Com a palavra os envolvidos. “Veio uma mensagem para ser o Paquetá”, disse Estevão, cercado pelos microfones, quando passou na Zona Mista. “Estava com muita vontade de bater, mas veio a ordem e dei (a bola) para meu companheiro.” Quem transmitiu a decisão tomada pelo treinador foi Marquinhos, o zagueiro e capitão da seleção brasileira, que ouviu a ordem, vinda do banco de reservas. Era mesmo para Lucas Paquetá cobrar aquele pênalti.

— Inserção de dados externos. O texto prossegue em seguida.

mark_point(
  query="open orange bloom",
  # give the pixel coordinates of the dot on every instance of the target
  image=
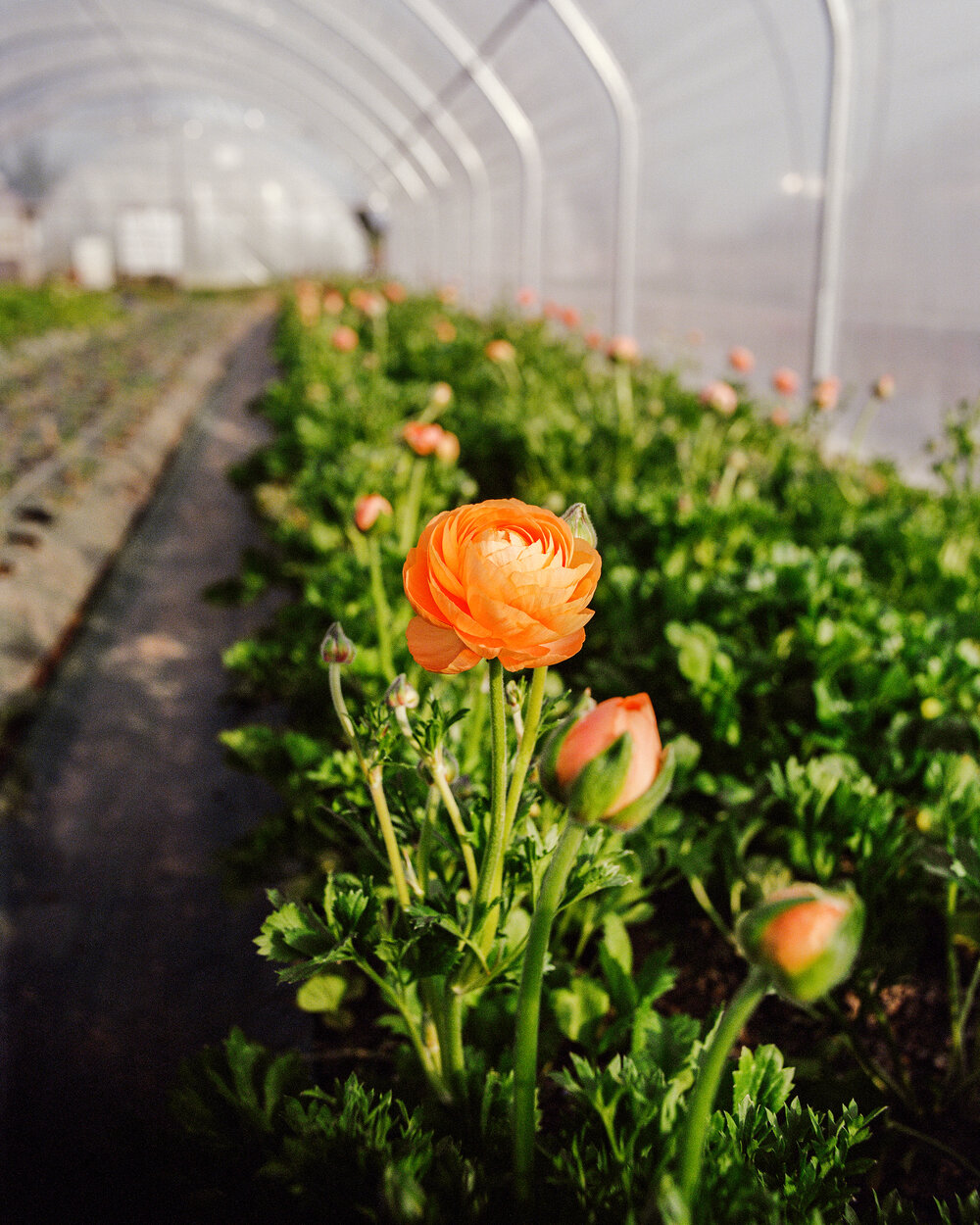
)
(499, 579)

Pouco antes disso, na sala de Conferências da Decathlon Arena, o próprio treinador contou o que havia acontecido. “Pedi para que Paquetá batesse: ele é o cobrador de pênaltis da seleção brasileira”, disse Ancelotti ao ser questionado sobre o assunto. “Fiz isso porque pensei que tiraria um pouco da pressão do Estêvão e o Paquetá, geralmente, cobra muito bem.”
O que disse Paquetá
Mas não foi o que aconteceu em Lille. Para explicar o que ocorreu, com a palavra, o próprio Lucas Paquetá. “A ansiedade de querer marcar (o gol) acabou me prejudicando um pouco”, disse o meia, um dos últimos a passar diante dos jornalistas nos corredores da zona mista. “Estou muito habituado a cobrar no meu clube, mas não esperei da maneira que eu espero. Não é assim que eu treino”, disse. No fim da história, o que interessa é que a cobrança foi mal batida e o Brasil desperdiçou a oportunidade de virar a partida contra a Tunísia, a quinze minutos do fim do jogo. Que sirva de lição.